Julie has created a mid-size company that is already highly successful, but with growth capital investment she can shift onto a higher growth trajectory – and scale the company to one with a £100m+ run rate.
That’s no easy task. To do so typically entails reducing profitability, potentially even incurring some losses, while a founder invests to build their team. For example, executive management, corporate governance and digital/marketing/international specialists are hired, manufacturing capabilities are enhanced and websites are redesigned, all of which help create the preconditions for rapid growth.
Second, and more importantly than money, the right investors provide helpful guidance and insight, having successfully supported similar businesses at equivalent stages in their development.
Even if entrepreneurs know what needs to be done, somehow it’s still very important to talk to people who’ve done it before and can help them make the right strategic choices. (Obviously we’ve made mistakes too, but at least we have collectively accumulated deep experience and have multiple real world examples to point to.)

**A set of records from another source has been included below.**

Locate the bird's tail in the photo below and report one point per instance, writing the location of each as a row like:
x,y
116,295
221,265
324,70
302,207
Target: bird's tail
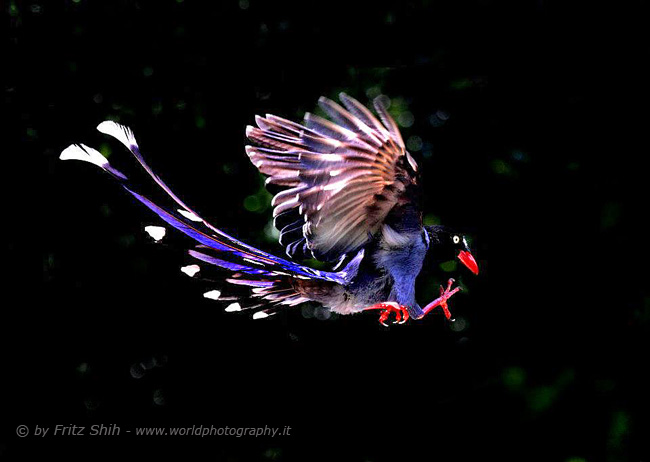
x,y
269,280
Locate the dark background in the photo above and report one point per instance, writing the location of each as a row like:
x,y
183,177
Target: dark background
x,y
529,121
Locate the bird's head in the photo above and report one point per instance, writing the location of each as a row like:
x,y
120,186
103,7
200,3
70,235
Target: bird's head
x,y
448,244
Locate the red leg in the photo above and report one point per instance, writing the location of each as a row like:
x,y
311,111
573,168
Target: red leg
x,y
445,294
401,314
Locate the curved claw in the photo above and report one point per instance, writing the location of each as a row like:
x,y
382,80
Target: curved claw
x,y
445,294
401,312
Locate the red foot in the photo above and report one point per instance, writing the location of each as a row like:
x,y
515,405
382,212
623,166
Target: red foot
x,y
445,294
401,314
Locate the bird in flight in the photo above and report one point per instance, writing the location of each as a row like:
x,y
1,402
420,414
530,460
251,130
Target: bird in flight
x,y
348,196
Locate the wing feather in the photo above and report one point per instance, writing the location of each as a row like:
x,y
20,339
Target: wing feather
x,y
343,176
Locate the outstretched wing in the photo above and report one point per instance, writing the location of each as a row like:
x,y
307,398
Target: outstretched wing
x,y
273,280
343,176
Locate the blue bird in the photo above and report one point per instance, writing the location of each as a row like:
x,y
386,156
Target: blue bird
x,y
349,198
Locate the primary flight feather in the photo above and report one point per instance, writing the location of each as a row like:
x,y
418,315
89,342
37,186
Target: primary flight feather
x,y
349,198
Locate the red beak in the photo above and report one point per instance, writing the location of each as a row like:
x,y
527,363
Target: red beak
x,y
467,259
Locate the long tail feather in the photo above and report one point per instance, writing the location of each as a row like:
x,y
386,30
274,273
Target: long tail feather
x,y
268,276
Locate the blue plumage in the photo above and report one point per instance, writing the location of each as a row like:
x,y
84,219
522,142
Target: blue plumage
x,y
350,198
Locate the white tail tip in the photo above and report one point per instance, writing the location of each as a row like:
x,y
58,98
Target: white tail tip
x,y
156,232
120,132
191,270
213,294
233,307
84,153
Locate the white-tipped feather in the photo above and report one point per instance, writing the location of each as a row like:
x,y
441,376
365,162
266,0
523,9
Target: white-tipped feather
x,y
233,307
122,133
213,294
156,232
260,315
189,215
84,153
191,270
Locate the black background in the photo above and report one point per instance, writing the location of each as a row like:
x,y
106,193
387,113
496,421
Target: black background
x,y
539,156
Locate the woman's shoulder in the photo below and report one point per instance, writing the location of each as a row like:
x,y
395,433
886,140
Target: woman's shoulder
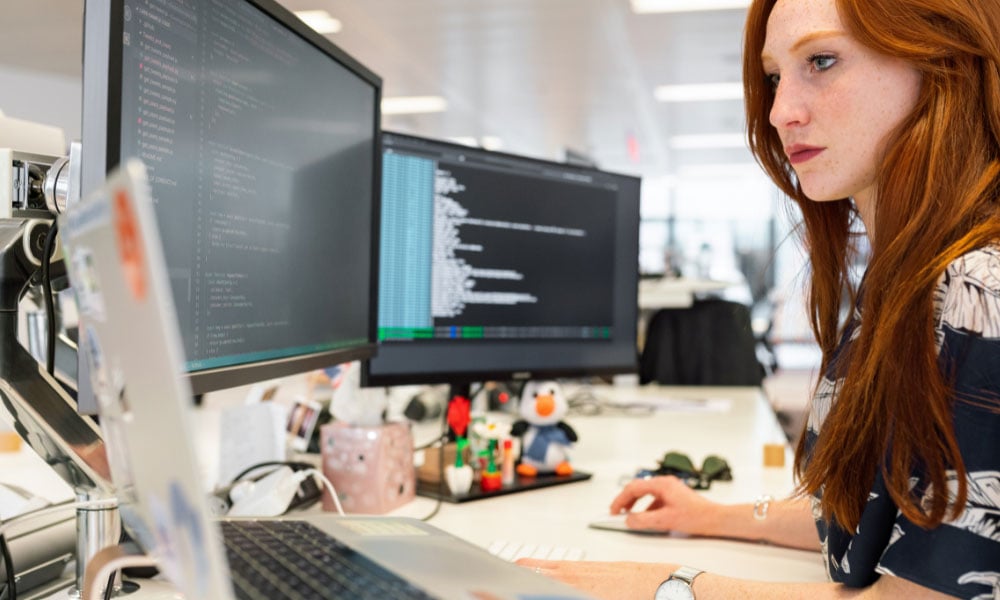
x,y
967,297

Index has been very active in the digital space, especially in fashion and e-commerce both of which are highly relevant to Julie. We’ve worked with fashion brands such as NET A PORTER and ASOS, and continue to do so with companies like Nasty Gal and Farfetch. In the intersection between design and e-commerce we work with MOO, as well as retailers such as Ozon and Photobox – among many others.
But the brand we’ve partnered with, which is closest to The Cambridge Satchel Company, is undoubtedly Moleskine. The Milan-based company, best known for its iconic notebooks, has encountered similar dilemmas to those Julie now faces, on its journey to becoming a truly global brand. These include ensuring the brand has impact both off and online, while leveraging online as a distinct advantage.
There are several ways to achieve that, such as successful engagement with the community -- which Julie’s team already does with bloggers. Social media, sharing content and doing e-commerce well, all help build brand equity over time.
The third element is becoming part of a wider network – an Index ‘family’ consisting of scores of founders, many of whom Julie has already met informally.
Having a community of peers to turn to for advice, with whom to pool wisdom and share contacts, or simply bounce ideas across, often proves invaluable to founders, in our experience. So much so that Index has created a number of online forums for our portfolio companies, categorized by roles (for example, there’s one exclusively for CEOs and another for CTOs).
So much for why a proven and already successful business such as The Cambridge Satchel Company would want to partner with us. Our reasoning is far easier to figure out. It’s simply this: we’re delighted to be joining forces with an entrepreneur, in Julie, who is building one of Europe’s most impressive entrepreneurial stories. Another Cambridge Phenomenon, only this time carrying a satchel.
* Giuseppe Zocco is a co-founder and partner at Index Ventures.